We’re thinking about using this in the later-line setting as we move pertuzumab as well as T-DM1 [ado-trastuzumab emtansine (Kadcyla)] to the earlier-stage setting and higher-risk disease, and we’re looking at moving fam-trastuzumab deruxtecan-nxki [Enhertu] and the tucatinib [Tukysa] triplet earlier. Margetuximab will be a next-line agent in combination with a menu of chemotherapy agents.
Today, margetuximab is moving forward as an option for treatment of patients with metastatic HER2-positive breast cancer. I think this question about whether or not we could select patients specifically based on their genotype to receive one antibody versus another is fascinating. We’ve really not made big headway in pharmacogenomics overall in breast cancer, so I think this is an exciting step.
Overall, the number of adverse events with margetuximab versus trastuzumab was equivalent. Adverse events that were either chemotherapy- or antibody-related were similar, with the exception of infusion-related reactions. There were clearly more infusion-related reactions in patients who were treated with margetuximab vs trastuzumab. Now it’s important to remember that everybody who was in this trial had already received prior trastuzumab and pertuzumab, except for 1 patient, and over 90% had also received T-DM1, so they had already sort of had the test of time in terms of infusion reactions, which can also occur with the first infusion.
If you look at grade 3 or higher infusion reactions, there were 4 with margetuximab and 0 for trastuzumab out of about 265 patients in [each] arm, so they’re not very common. Overall, including grade 1 and grade 2, [infusion-related reactions] were 13.3% vs 3.4% for trastuzumab and margetuximab, [respectively].4 Most of them were easily controlled with premedications and certainly were controlled with rescue [therapy] at the time of developing these [adverse] effects. For the grade 3 or greater [infusion-related reactions], 2 of the patients discontinued therapy but, again, this was earlier in the trial and people weren’t really aware of how to manage this. With additional premedications, the other 2 patients continued on treatment.
Clearly, this is something we need to know about, but we can manage it. We see infusion-related reactions with a number of different antibody-based drugs that are approved.

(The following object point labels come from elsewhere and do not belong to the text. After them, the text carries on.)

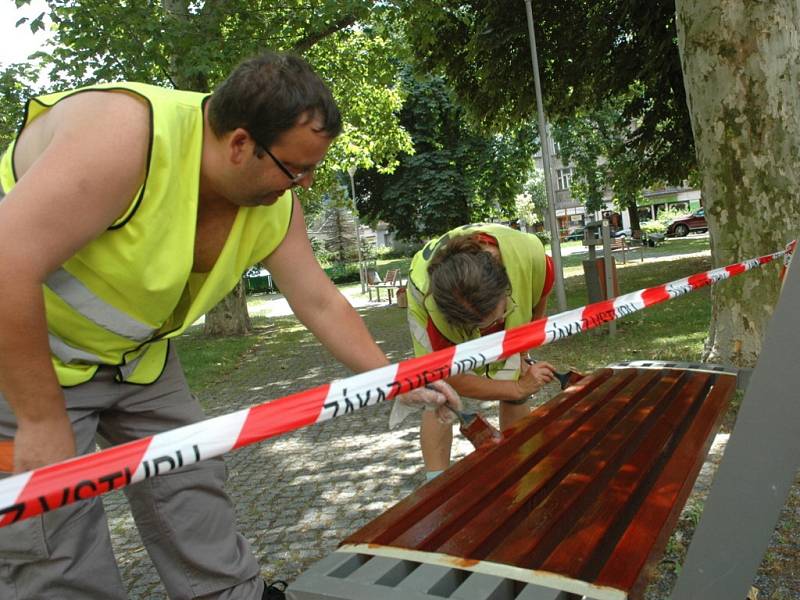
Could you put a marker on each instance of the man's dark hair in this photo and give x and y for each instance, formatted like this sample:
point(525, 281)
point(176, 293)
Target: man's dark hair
point(268, 94)
point(466, 282)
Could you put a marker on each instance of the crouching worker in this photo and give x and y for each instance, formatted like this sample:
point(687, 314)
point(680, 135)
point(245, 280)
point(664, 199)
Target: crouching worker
point(473, 281)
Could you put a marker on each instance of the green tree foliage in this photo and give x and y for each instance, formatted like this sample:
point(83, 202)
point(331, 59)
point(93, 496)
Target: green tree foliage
point(193, 45)
point(597, 147)
point(531, 205)
point(16, 84)
point(457, 173)
point(591, 52)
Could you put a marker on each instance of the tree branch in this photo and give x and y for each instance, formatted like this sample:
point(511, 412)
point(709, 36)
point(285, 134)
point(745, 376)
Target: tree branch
point(309, 41)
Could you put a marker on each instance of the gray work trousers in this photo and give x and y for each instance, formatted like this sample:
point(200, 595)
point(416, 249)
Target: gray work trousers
point(184, 517)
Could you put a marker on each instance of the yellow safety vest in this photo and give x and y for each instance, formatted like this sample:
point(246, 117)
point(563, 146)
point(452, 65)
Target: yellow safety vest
point(120, 297)
point(524, 259)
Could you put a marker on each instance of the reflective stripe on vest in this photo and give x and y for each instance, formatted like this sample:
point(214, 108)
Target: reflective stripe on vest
point(84, 302)
point(417, 331)
point(70, 354)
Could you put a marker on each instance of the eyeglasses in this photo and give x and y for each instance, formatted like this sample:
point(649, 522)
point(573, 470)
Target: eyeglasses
point(293, 178)
point(510, 308)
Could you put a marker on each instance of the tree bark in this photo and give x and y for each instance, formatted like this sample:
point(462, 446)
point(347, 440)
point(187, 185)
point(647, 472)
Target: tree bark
point(230, 316)
point(741, 72)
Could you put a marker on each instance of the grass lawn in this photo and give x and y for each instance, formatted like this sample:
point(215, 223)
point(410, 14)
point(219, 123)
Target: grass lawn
point(674, 330)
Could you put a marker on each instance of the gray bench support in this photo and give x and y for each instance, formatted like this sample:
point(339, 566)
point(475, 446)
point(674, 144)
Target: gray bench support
point(757, 470)
point(346, 576)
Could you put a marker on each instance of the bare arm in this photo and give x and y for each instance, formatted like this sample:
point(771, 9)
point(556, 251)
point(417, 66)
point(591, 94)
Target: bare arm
point(80, 165)
point(532, 378)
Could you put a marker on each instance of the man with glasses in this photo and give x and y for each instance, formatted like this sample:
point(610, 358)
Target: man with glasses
point(472, 281)
point(127, 212)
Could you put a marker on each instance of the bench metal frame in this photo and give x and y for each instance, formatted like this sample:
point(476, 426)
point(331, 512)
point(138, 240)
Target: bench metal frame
point(747, 495)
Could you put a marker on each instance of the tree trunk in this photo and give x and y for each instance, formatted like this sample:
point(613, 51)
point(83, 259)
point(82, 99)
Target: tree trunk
point(633, 215)
point(740, 68)
point(229, 317)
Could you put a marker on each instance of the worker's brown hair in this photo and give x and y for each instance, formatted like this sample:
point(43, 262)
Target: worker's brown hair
point(466, 281)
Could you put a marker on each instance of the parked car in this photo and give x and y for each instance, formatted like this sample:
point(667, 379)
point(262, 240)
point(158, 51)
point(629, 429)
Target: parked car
point(575, 234)
point(681, 226)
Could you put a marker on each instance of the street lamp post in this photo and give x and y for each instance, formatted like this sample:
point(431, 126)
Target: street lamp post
point(361, 274)
point(544, 139)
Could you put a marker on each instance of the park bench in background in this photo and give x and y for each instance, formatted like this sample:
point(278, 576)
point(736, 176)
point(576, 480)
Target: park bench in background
point(392, 281)
point(621, 244)
point(580, 497)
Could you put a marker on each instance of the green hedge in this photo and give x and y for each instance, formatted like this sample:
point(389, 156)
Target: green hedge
point(343, 272)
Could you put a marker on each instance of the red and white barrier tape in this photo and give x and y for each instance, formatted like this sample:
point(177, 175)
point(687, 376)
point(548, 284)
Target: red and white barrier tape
point(29, 494)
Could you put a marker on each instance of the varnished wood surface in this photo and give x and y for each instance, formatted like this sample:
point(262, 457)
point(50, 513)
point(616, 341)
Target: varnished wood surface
point(586, 489)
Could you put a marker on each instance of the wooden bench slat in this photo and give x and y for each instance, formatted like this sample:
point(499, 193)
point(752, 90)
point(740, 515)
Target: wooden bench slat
point(578, 554)
point(499, 519)
point(628, 566)
point(388, 526)
point(580, 496)
point(533, 539)
point(440, 521)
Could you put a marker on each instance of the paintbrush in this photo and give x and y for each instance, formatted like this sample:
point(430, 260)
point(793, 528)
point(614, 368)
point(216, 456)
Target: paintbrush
point(6, 456)
point(476, 428)
point(564, 378)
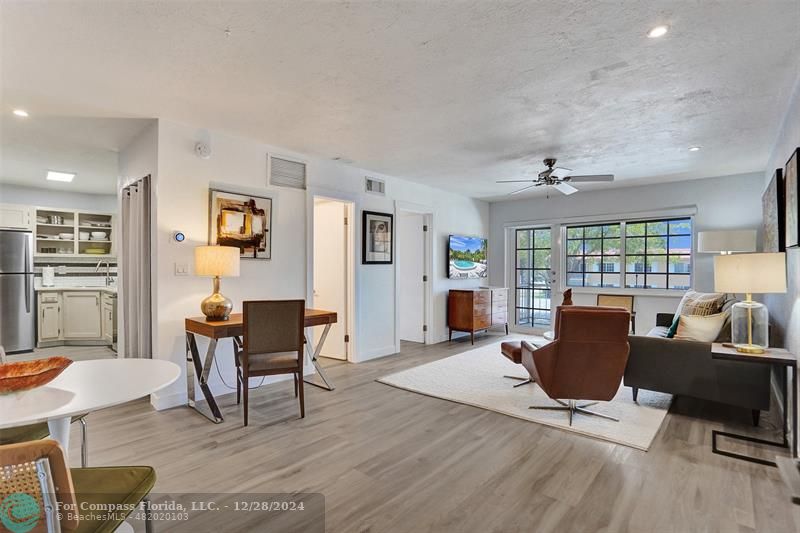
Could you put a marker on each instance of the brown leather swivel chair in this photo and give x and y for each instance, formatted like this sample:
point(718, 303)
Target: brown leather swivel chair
point(585, 361)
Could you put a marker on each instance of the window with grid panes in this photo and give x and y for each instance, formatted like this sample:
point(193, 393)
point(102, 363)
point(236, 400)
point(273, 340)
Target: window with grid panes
point(593, 255)
point(658, 254)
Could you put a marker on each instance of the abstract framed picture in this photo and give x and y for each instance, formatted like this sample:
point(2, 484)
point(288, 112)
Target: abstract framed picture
point(774, 214)
point(377, 239)
point(790, 179)
point(241, 220)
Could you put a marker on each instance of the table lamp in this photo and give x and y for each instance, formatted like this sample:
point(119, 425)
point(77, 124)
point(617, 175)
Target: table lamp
point(216, 261)
point(748, 274)
point(726, 241)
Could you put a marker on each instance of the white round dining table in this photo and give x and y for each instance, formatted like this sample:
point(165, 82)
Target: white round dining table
point(83, 387)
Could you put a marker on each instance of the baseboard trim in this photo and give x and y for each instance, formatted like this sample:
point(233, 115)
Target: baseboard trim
point(374, 354)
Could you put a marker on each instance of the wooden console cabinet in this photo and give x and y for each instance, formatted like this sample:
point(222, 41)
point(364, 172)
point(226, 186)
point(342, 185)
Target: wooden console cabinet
point(472, 310)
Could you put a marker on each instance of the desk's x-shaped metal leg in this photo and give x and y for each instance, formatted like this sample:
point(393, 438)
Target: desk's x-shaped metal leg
point(314, 353)
point(194, 367)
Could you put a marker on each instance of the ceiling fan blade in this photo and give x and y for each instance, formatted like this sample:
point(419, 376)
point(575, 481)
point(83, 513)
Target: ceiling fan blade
point(596, 177)
point(522, 189)
point(565, 189)
point(560, 172)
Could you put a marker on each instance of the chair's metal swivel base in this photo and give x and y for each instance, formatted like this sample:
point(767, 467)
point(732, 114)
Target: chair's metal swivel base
point(572, 407)
point(522, 381)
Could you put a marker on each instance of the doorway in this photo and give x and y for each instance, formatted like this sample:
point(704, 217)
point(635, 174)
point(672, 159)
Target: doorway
point(535, 277)
point(411, 276)
point(333, 271)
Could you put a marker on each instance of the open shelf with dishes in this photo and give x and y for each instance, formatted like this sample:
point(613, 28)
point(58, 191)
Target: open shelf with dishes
point(73, 233)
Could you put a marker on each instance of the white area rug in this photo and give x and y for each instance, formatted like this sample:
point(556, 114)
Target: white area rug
point(476, 378)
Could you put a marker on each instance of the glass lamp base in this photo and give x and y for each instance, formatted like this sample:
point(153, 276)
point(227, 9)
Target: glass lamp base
point(750, 327)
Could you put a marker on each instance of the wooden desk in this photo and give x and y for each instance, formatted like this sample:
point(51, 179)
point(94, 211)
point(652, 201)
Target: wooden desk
point(777, 357)
point(233, 328)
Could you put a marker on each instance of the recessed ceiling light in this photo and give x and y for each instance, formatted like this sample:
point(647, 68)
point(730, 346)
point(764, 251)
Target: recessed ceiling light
point(658, 31)
point(53, 175)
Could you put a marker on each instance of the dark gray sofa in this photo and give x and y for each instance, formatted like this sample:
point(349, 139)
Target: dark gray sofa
point(685, 368)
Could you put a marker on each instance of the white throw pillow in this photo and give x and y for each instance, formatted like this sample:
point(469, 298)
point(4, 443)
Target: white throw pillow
point(700, 328)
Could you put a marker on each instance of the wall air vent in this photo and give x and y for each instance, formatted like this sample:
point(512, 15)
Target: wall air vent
point(374, 186)
point(285, 172)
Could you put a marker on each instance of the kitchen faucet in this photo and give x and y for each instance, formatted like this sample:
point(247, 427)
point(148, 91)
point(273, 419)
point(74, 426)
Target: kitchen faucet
point(108, 271)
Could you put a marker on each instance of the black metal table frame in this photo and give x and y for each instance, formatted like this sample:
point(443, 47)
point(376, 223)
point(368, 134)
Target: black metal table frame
point(784, 444)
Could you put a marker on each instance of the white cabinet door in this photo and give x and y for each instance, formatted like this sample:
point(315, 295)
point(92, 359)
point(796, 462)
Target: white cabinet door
point(82, 315)
point(49, 322)
point(108, 321)
point(15, 216)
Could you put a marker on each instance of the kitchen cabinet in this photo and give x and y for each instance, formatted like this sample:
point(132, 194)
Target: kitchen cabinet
point(109, 317)
point(77, 317)
point(49, 317)
point(15, 216)
point(81, 318)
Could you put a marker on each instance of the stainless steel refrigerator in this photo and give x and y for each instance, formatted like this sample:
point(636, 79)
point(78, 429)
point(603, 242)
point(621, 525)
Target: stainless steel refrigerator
point(17, 308)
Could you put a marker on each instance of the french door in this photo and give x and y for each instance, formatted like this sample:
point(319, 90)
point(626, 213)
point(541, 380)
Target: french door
point(535, 277)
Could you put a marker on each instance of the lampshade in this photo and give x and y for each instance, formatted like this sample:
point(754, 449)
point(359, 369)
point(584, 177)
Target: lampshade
point(726, 241)
point(750, 273)
point(220, 261)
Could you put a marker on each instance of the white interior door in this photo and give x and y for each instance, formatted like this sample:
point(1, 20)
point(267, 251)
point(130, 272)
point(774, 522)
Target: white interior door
point(330, 272)
point(411, 269)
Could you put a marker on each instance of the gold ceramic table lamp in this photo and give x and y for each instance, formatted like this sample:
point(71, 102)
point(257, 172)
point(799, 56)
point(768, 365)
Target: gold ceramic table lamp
point(216, 261)
point(748, 274)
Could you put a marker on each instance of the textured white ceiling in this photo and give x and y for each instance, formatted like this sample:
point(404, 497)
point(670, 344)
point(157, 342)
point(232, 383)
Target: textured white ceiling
point(88, 147)
point(455, 94)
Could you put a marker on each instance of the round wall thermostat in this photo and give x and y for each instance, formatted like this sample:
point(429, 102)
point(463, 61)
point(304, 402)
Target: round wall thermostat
point(202, 150)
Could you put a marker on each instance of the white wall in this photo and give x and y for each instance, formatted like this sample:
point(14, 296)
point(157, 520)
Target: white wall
point(410, 269)
point(240, 164)
point(784, 309)
point(17, 194)
point(721, 203)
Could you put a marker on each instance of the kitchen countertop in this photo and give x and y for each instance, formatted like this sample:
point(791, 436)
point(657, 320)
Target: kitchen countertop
point(101, 288)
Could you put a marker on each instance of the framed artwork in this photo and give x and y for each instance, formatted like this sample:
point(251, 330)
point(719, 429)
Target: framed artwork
point(241, 220)
point(790, 178)
point(377, 238)
point(773, 209)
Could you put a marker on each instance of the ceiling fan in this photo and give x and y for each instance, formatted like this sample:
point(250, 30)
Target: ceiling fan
point(558, 178)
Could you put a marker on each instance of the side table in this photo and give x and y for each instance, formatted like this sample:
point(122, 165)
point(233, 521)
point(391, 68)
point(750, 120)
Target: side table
point(777, 357)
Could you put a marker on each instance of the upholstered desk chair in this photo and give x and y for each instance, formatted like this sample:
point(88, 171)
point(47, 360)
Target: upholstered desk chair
point(37, 472)
point(41, 431)
point(273, 344)
point(585, 361)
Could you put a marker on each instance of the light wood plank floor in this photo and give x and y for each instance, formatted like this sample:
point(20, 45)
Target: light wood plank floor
point(389, 460)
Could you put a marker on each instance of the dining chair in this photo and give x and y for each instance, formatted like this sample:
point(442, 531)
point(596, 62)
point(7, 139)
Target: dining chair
point(41, 431)
point(36, 478)
point(272, 344)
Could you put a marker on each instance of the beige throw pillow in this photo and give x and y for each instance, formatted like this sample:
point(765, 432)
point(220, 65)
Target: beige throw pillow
point(700, 303)
point(700, 328)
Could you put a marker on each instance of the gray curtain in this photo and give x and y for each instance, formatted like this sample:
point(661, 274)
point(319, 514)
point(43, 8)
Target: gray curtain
point(135, 283)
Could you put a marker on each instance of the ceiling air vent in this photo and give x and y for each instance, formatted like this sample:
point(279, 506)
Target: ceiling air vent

We always need to be aware of that when we’re infusing antibodies like this and be able to react and treat so that we can continue therapy.
It’s probably worthwhile to start with some degree of premedication when you give margetuximab. Keep in mind as you start speeding up the infusion that you want to be sure that patients tolerate it with the first infusion, but also don’t be afraid if they do develop a reaction. You can stop, give additional medications, and usually complete the infusion or delay and give the infusion on a different day. That hasn’t been a big problem for us overall—it’s just important to know about. In terms of clinical practice, where we are using margetuximab—or thinking about it in terms of our sequencing of therapy—is after trastuzumab deruxtecan and after the tucatinib triplet....But it’s important to keep in mind that both of these agents have their own toxicities. [Some patients] might be eligible to receive margetuximab sooner.